[volunteers] (forw) Re: [revival] exim4 dead on svlug, restarting after this dumped state

Rick Moen rick at linuxmafia.com
Sat Jul 9 14:48:43 PDT 2016


OK, as Daniel already revealed on this mailing list a few months ago, 
linuxmafia.com also hosts a mailing list called 'revival' that is
used as an out-of-band discussion forum for, e.g., times when SVLUG's
own forums don't work.

Further to what is mentioned below, I am documenting the backing out
(for now) of Sarah's suggested fix to Decorate.py in
site-docs/RecentChanges .

And now I am completely out of time on this for today.


----- Forwarded message from Rick Moen <rick at linuxmafia.com> -----

Date: Sat, 9 Jul 2016 14:44:34 -0700
From: Rick Moen <rick at linuxmafia.com>
To: revival at linuxmafia.com
Subject: Re: [revival] exim4 dead on svlug,
	restarting after this dumped state
Organization: If you lived here, you'd be $HOME already.

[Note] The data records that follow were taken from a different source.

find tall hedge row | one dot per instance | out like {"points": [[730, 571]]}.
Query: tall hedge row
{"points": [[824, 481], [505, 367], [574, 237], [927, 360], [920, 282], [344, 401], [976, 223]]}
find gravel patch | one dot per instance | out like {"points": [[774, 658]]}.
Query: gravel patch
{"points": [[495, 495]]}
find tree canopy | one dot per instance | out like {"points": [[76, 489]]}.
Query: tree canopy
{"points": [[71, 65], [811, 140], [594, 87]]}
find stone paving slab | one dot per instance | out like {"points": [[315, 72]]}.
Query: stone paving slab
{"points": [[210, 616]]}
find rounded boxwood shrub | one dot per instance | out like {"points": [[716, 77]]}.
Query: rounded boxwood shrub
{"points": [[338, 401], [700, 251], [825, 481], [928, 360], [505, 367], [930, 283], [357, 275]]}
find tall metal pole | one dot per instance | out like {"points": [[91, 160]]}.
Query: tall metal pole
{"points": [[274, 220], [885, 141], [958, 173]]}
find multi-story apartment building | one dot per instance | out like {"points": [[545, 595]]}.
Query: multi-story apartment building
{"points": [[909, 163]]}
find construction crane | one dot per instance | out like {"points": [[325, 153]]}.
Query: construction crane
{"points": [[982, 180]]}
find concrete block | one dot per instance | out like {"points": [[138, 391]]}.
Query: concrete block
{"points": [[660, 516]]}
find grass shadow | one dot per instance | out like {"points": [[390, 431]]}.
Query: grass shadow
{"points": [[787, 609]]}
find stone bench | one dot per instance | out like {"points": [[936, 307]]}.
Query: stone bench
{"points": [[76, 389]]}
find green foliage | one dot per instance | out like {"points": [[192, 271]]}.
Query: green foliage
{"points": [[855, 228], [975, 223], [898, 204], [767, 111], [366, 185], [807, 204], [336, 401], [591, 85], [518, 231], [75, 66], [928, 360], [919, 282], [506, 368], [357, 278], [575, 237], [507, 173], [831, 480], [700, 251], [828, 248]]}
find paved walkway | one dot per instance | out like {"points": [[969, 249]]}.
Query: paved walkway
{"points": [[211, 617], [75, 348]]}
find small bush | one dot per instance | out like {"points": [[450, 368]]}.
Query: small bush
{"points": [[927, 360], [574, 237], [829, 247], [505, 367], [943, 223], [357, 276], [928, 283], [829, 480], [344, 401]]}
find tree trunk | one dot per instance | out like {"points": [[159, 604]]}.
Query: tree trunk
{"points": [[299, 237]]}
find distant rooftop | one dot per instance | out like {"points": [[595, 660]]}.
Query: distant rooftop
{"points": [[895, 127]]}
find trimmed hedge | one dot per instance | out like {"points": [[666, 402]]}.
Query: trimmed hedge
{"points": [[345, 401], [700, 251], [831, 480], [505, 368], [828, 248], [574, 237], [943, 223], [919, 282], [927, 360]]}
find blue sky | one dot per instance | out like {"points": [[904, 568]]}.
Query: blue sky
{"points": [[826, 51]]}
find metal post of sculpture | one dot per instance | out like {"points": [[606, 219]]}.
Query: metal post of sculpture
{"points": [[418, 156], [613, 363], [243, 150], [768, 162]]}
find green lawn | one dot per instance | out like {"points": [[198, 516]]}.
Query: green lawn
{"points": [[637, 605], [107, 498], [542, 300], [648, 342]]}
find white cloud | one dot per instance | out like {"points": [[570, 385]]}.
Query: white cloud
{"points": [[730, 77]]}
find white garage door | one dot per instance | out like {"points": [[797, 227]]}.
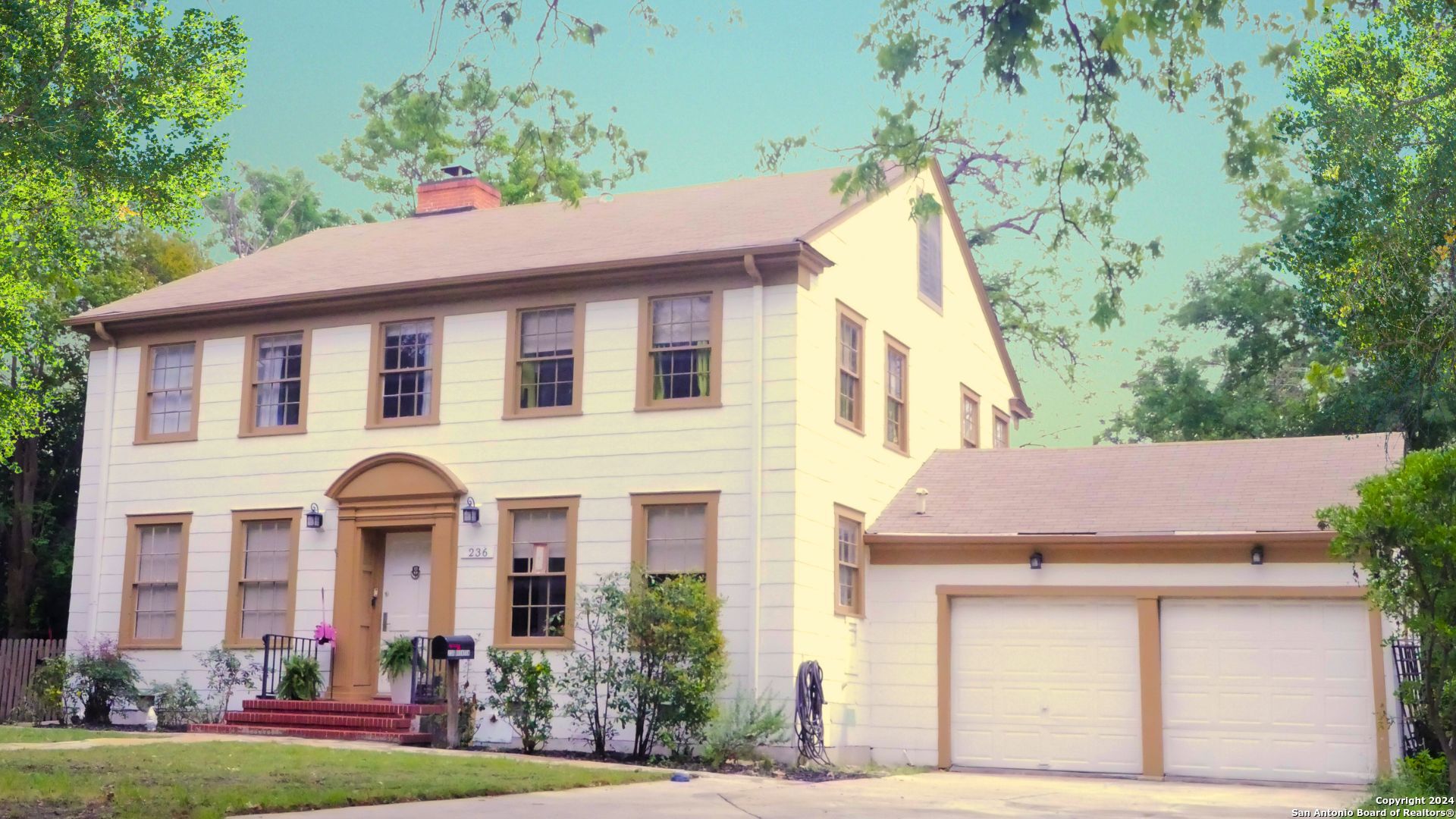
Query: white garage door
{"points": [[1269, 689], [1044, 684]]}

Quoting Daniel Gimpelevich (daniel at gimpelevich.san-francisco.ca.us):

> OK, but currently, posts to test at lists.svlug.org do not go out, nor into
> the archive. AFAICT, all mailing list functionality has been AWOL since
> at least yesterday. My cursory intervention was after the fact and did
> not address this. It was an emergency reaction to the fact that even SSH
> was malfunctioning, which would make any investigation much more
> difficult.

Well, shit.  I honestly, seriously don't have time to deal with this.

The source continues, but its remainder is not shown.